Ilustrasi, Masjid (Kompas cetak)
Islam Nusantara akhir-akhir ini sedang ramai dibicarakan, baik lokal maupun internasional. Muncul sebagai gagasan tema muktamar Nahdatul Ulama yang ke-33, menjadi booming dan geger karena dicounter oleh sebagian kelompok yang selama ini memang sering bikin rusuh, tukang fitnah, serta penebar kabar fiktif. Maka saat Islam Nusantara terdengar, tak ayal mereka dengan semangat memberi stempel bahwa Islam Nusantara hanya baju baru dari Islam Liberal. JIL = JIN. Dan setelah itu kita bisa menebak ke mana arah argumentasi mereka yang memang sering nampak primitif itu.
Kalau diperhatikan, anggapan negatif Islam Nusantara berasal dari mereka yang sangat fanatik Arab. Lebih sering menggunakan kata ana-anta dibanding saya-kamu, meski cuma itu kosa kata bahasa arab yang mereka ketahui.
Islam ya Islam, tidak ada Islam Nusantara. Nabi Muhammad asli mana? Arab kan? Saya mencintai budaya Arab karena Nabi turun di sana, masalah? Kalau mau Islam Nusantara, nanti kalian baju ihramnya ganti pakai kebaya atau batik. Tentu masih banyak lagi ocehan teman-teman yang menentang Islam Nusantara, mulai dari Mamah Dede, kader Partai Sapi Sejahtera sampai Kompasianer Mabuk Permanen (KMP).
Awalnya terdengar lucu, namun belakangan terlihat makin salah kaprah. Islam datang dengan damai, menyatu dengan budaya dan tidak mengkafir-kafirkan yang sudah bersyahadat.
Saya tertarik untuk mendengar kesimpulan Prof. Quraish Shihab menanggapi Islam Nusantara. Seperti banyak cendikiawan, beliau enggan untuk sebatas pro kontra, melainkan fokus pada substansi budaya dan memberi penjelasan yang mencerahkan bagi kita. Akulturasi antara budaya dan agama dapat dikategorikan menjadi tiga, menolak, merevisi atau membenarkan.
Kadang Islam menolak budaya yang ada, budaya yang bertentangan dan tidak baik. Dahulu perempuan Makkah lebih dulu berhubungan seks dengan 10 lelaki, lalu kalau hamil, dia bisa memilih salah satunya menjadi suami. Namun ada juga yang melalui proses lamaran, membayar mahar dan persetujuan dua keluarga. Islam kemudian menolak yang pertama dan menerima yang ke dua.

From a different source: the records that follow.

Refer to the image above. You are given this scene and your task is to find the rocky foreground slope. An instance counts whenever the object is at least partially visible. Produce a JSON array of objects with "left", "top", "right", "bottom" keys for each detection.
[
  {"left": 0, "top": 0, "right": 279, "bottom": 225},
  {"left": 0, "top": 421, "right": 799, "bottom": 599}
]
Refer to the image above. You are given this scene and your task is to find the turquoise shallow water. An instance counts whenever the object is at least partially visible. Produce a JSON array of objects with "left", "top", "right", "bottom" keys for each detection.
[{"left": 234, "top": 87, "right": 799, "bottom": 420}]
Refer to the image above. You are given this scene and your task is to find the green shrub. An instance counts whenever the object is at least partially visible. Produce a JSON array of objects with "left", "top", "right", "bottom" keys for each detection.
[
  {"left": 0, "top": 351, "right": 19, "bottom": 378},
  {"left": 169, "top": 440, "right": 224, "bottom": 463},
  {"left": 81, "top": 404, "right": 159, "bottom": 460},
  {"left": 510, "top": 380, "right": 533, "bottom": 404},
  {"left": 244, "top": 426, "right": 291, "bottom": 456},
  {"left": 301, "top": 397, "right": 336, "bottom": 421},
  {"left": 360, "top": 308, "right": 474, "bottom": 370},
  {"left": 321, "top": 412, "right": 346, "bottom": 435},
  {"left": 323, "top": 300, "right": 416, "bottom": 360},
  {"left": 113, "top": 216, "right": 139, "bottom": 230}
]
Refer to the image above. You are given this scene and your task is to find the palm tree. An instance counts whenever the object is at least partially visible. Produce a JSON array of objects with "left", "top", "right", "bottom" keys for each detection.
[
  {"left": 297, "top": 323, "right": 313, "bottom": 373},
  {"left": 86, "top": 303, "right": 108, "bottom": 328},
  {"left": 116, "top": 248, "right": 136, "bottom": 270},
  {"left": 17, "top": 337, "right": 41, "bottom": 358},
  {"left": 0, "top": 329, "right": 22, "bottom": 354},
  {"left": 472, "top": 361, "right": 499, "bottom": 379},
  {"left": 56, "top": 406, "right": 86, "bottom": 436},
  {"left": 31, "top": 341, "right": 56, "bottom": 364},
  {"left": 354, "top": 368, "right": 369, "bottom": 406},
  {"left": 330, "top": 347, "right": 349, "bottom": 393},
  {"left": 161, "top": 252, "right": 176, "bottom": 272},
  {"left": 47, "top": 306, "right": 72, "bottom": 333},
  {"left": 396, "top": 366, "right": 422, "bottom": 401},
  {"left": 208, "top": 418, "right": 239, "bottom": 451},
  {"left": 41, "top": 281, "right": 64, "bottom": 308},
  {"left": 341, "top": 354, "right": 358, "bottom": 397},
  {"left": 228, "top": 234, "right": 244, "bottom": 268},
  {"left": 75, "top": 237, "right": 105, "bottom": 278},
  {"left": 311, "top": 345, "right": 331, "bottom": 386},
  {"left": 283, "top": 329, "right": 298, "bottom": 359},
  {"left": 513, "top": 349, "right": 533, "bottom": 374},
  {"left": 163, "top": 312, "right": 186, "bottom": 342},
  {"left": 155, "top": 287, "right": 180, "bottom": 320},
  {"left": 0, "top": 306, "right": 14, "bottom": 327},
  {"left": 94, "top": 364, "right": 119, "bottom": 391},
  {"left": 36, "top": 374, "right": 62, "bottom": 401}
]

Kadang Islam merevisi budaya yang sudah ada. Sebelum Islam datang, orang Makkah sudah melalukan ritual thawaf mengelilingi ka'bah dengan telanjang, untuk melambangkan kesucian. Lalu direvisi menjadi memakai pakaian ihram.Â
Kadang Islam menerima sepenuhnya. Seperti budaya pakaian Arab, lelaki berjubah, perempuan berjilbab.
Begitu juga seperti yang dilakukan oleh Walisongo menanggapi budaya memberi sesajen, direvisi menjadi tasyakuran. Budaya Nyadran yang mengalirkan kerbau ke pantai juga direvisi menjadi kepalanya saja yang dihanyutkan. Budaya ini kemudian diartikan sebagai wujud syukur dan peduli pada sesama. Inilah contoh ulama masa lalu dalam menerapkan dakwah dengan cara-cara yang damai sehingga Islam dianut oleh mayortas masyarakat Indonesia. Tentu tidak bisa dibayangkan jika Walisongo dulu menerapkan dakwah ala PKS, HTI dan FPI. Dikit-dikit kafir, bid'ah, harus pakai sorban, jubah karana sunnah, jilbab harus panjang (sebagian yang mengaku ustad, memanfaatkan, melabeli produknya sebagai jilbab syarie). Mungkin sampai sekarang Islam tidak akan menjadi agama mayoritas di Nusantara.
Di Madura sendiri saat ini masih dalam nuansa lebaran ketupat. Lebaran yang merupakan perayaan setelah puasa Syawal. Perayaanya dengan makan ketupat dan opor ayam, petik laut, lomba kebudayaan lokal yang semua dana, penyelengara dan tempatnya hasil patungan bersama. Lebaran ketupat ini juga dirayakan di beberapa tempat di tanah Jawa. Lalu kalau Mamah Dedeh curhat tidak ada lebaran ketupat, lebaran ya Idul Fitri dan Idul Adha, semoga saja beliau tidak main ke Madura. Haha. Bisa lari terkencing-kencing beliau lihat tatapan sangar manusia Madura.